Fears Over Tougher Servicing Tests
Mortgage advisers say servicing tests are even tougher during the Covid-19 crisis, with banks testing borrowers on virus-constrained current income.
1 May 2020
Banks are running serviceability tests based on customers’ current income, even if they have been temporarily furloughed due to the crisis, or put on reduced hours during the lockdown, advisers report.
Advisers say some banks are not accepting past earnings, or projected future earnings, while calculating serviceability.
This approach makes it difficult for borrowers to complete home purchases, pay for new-builds nearing completion, or refinance mortgages during the Covid-19 lockdown. The issue was highlighted in a recent survey of the lending market conducted by independent economist Tony Alexander. For debt-servicing ability, current virus-constrained income levels are being used, not expected income levels in the future when things are expected to be better, he reported.
“In some cases, anticipated bonuses, overtime, commissions are not being considered for income projection and therefore debt-servicing ability purposes.“
In other words, ability to get a mortgage has been cut for anyone out of work clearly, but also anyone experiencing an income drop or reliant on other than base wages and salaries.

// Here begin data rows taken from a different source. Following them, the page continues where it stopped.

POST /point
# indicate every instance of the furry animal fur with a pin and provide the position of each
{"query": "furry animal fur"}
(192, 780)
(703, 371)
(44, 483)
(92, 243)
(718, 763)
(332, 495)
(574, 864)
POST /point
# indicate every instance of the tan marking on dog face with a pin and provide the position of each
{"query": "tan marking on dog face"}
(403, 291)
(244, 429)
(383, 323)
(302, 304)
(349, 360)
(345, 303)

”Advisers warn that the shift from banks will make it more difficult for borrowers to refinance or take out a loan with a new bank. But they say borrowers with existing lender relationships have not been affected so far. Q Group’s Geoff Bawden says it’s not fair. “You can look at it two ways; you can look at their income base at the moment, or realise it is not going to stay that way forever. There’s probably a half-way measure they could take.”
And things could get even more difficult for self-employed borrowers, Edge Mortgages’ Glen McLeod warns. “The banks are not going to take last year’s income, and I believe they will have to justify what their income is going to be, how it has been affected by Covid-19, and the assumptions for earnings over the next 12 months.
“This is different to the GFC. While it wasn’t a financial crisis to begin with, there will be a huge financial impact."
Meanwhile, NZ Property Investors’ Federation executive officer Sharon Cullwick is concerned that banks are working against the efforts of theb Reserve Bank.She says that while the Reserve Bank is temporarily lifting LVR restrictions to stimulate the economy, the banks are testing borrowers on virus-constrained income and using high serviceability tests.
“This is making the obtaining of loans more difficult. It will continue to delay home purchases and new buildings and will stall the market.”